Diabetes is a word that most people are familiar with – but more people are developing the disease.
Most people, it seems, do not realize how serious it can be. Uncontrolled diabetes can seriously impact your overall health and ultimately decrease your longevity.
Doctors have given a nickname to diabetes – the “silent killer.” It is not called this without reason. Much of the time – especially in the early development of the disease – you probably will not be aware that you have it. You will only notice symptoms after damage to your organs has begun.
After being diagnosed with “pre-diabetes,” you may be tempted not to think much of it. After all, you are in the early stage of type 2 diabetes and may decide it is not serious yet. Even though it is not there yet – if something does not change – it could become serious soon.
As soon as you learn you have the condition, start making lifestyle changes – particularly in your diet. A lack of control means damage is occurring to your organs: your kidneys, heart, eyes, brain, nerves, and blood vessels.
Without lifestyle changes, you are heading toward serious health problems. It means that it will reduce your longevity. Sooner or later, you will likely develop kidney disease, heart disease, retinopathy, and neuropathy. These health problems can lead to stroke, blindness, amputations (because wounds will not heal quickly) – and a shorter lifespan.
The problems caused by diabetes are the result of too much sugar in the blood. The cause is that your body is not producing enough insulin to effectively permit the sugar to pass from your blood vessels into the tissues of your body. It is also possible that your body is not effectively using the insulin it produces.
If the sugar in your bloodstream remains high, you could develop diabetic ketoacidosis or go into a diabetic coma if it becomes too low.
Both situations could be fatal.
One of the more common symptoms of diabetes is fatigue. It occurs because you are not getting enough energy from the food you eat – because the sugar is staying in your bloodstream. This situation would likely cause you to eat more – raising your blood sugar levels even higher.
Besides fatigue, another symptom is frequent urination. It will become necessary for someone to urinate three or more times at night. Other diabetes symptoms may include excessive thirst, weight loss that is unexplained, and blurred vision. People with diabetes may also develop depression.

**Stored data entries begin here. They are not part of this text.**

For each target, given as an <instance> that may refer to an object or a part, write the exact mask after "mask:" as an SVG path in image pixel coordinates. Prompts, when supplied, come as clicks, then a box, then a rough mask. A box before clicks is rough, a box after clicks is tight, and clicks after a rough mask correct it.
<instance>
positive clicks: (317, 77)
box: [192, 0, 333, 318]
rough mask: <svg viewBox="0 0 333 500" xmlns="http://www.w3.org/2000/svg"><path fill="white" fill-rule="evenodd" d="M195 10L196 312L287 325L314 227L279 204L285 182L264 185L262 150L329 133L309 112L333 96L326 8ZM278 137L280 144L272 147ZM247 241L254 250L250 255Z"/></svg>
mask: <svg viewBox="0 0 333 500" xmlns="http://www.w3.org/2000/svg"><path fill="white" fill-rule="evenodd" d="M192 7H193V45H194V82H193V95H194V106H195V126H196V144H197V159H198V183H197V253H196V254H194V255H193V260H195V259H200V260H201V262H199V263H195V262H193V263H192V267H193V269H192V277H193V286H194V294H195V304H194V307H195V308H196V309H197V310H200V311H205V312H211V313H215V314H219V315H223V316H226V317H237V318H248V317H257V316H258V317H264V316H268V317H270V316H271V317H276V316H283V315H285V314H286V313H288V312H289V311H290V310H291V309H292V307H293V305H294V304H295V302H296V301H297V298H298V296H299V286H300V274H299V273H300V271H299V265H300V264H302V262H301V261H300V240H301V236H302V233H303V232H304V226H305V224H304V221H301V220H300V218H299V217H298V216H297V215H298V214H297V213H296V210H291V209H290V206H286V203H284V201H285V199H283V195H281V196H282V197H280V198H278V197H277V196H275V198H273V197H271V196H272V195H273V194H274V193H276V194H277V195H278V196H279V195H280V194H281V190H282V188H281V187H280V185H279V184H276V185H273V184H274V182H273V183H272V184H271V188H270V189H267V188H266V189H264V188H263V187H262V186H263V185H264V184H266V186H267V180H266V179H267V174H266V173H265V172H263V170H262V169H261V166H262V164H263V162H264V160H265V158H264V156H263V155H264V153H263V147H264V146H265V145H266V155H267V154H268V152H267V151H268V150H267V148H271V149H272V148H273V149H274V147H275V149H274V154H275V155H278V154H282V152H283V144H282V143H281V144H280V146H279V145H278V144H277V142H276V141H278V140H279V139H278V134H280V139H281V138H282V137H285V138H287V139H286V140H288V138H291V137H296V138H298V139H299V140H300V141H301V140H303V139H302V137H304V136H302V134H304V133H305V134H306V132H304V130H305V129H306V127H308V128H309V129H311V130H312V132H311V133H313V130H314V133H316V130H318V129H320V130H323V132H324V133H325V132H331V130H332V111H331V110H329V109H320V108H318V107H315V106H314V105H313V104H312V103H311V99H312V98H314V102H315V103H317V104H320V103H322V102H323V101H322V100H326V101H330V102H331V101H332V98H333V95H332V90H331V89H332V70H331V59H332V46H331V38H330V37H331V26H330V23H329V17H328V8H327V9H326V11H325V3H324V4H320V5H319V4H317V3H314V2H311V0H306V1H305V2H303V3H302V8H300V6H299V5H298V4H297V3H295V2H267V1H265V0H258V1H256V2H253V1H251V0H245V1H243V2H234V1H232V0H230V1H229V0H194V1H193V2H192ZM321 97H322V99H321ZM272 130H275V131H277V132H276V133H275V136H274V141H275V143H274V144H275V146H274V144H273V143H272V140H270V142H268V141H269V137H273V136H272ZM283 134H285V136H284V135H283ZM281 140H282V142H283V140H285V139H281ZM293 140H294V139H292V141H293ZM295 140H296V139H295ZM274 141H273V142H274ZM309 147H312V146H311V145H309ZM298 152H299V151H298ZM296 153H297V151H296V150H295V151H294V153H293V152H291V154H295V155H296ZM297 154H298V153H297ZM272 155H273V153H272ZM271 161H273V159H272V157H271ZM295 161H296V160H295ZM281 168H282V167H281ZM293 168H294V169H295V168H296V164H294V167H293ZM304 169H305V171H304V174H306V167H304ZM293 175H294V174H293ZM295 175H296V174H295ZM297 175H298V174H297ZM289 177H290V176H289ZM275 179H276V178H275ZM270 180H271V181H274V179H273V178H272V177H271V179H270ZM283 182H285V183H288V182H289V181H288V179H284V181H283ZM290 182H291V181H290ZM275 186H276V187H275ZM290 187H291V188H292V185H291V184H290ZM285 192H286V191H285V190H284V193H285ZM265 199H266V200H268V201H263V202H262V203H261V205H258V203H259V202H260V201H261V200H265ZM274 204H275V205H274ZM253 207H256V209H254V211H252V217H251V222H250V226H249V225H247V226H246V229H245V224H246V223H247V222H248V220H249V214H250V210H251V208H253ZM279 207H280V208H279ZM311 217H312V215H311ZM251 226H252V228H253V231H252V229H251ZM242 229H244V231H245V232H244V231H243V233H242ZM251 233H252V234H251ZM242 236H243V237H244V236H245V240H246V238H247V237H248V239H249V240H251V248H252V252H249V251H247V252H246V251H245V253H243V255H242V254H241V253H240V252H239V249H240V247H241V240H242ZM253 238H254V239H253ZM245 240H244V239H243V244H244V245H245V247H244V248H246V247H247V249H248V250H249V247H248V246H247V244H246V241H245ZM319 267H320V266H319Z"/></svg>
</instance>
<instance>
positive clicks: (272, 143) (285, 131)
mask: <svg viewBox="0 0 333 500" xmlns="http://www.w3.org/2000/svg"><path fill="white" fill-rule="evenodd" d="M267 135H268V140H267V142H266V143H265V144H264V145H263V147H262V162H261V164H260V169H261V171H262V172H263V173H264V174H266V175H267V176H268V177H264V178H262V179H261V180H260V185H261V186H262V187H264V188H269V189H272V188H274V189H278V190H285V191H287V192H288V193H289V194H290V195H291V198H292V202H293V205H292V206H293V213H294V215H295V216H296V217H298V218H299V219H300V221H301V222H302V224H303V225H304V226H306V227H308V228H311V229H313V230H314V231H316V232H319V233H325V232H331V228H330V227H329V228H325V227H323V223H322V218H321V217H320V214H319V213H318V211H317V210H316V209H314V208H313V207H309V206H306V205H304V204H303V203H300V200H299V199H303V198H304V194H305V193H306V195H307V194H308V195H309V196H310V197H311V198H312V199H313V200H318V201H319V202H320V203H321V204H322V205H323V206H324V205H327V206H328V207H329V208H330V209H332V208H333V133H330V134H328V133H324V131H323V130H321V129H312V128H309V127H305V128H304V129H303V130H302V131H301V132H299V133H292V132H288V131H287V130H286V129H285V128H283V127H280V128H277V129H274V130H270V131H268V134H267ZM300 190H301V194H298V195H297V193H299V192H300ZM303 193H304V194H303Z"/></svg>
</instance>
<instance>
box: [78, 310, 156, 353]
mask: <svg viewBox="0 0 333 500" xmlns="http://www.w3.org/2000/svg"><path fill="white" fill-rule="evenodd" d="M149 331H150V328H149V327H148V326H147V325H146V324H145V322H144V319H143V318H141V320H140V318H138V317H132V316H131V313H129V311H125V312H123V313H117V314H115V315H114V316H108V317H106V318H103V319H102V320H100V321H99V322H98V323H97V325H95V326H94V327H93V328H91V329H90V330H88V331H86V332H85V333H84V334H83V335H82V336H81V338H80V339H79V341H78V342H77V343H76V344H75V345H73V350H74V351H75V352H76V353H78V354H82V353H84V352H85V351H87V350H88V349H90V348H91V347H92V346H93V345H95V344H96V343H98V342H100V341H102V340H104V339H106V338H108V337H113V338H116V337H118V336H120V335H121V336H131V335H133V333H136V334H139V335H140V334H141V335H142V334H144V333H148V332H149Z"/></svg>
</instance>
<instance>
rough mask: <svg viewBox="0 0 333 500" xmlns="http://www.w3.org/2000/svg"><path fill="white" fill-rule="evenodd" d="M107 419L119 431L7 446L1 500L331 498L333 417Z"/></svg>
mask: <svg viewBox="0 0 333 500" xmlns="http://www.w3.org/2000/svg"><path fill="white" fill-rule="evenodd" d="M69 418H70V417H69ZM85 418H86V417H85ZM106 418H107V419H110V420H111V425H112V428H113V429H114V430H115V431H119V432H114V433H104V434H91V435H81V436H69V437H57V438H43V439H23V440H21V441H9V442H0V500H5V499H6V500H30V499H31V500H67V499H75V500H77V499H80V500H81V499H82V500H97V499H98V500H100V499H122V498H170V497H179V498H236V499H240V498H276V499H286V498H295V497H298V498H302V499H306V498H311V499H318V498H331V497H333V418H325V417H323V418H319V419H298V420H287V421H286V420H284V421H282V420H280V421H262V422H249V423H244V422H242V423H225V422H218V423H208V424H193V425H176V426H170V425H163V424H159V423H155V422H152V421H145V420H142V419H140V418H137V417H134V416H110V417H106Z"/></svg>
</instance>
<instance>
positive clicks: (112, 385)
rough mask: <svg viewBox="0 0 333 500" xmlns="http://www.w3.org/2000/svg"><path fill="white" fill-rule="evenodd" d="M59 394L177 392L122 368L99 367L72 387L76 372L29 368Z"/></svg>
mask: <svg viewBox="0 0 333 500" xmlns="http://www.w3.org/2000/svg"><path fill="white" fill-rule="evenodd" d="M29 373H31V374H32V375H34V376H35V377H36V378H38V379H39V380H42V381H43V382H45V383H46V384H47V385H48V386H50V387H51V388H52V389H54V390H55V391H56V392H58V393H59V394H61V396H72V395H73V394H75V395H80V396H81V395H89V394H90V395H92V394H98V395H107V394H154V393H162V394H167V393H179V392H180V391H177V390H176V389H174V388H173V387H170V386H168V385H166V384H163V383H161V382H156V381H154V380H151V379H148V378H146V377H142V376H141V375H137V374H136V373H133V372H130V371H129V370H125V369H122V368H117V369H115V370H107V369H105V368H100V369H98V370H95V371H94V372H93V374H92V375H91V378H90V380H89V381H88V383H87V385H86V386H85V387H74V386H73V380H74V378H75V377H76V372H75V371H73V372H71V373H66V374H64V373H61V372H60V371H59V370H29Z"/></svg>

Diabetes often affects the sex lives of both men and women. Men often develop problems with ED, and women have lowered sex drive and less lubrication.
More than one in three adults has diabetes, and most do not know it. Taking steps to reduce your risk of diabetes can enable you to live a healthier and longer life.
Conditions that lead to diabetes and often occur simultaneously are high blood pressure and high cholesterol levels – so these also must be controlled.
Low blood sugar levels can mean your brain and heart are getting less energy than needed to operate efficiently – which increases your risk of stroke or heart attack.
Oftentimes, you may need medication to help control your blood sugar levels. For better control – and possibly even eliminating the need for medicine – get regular exercise, reduce stress, and start eating a healthy diet – with less sugar.
Better longevity is within reach – but you need to get started today.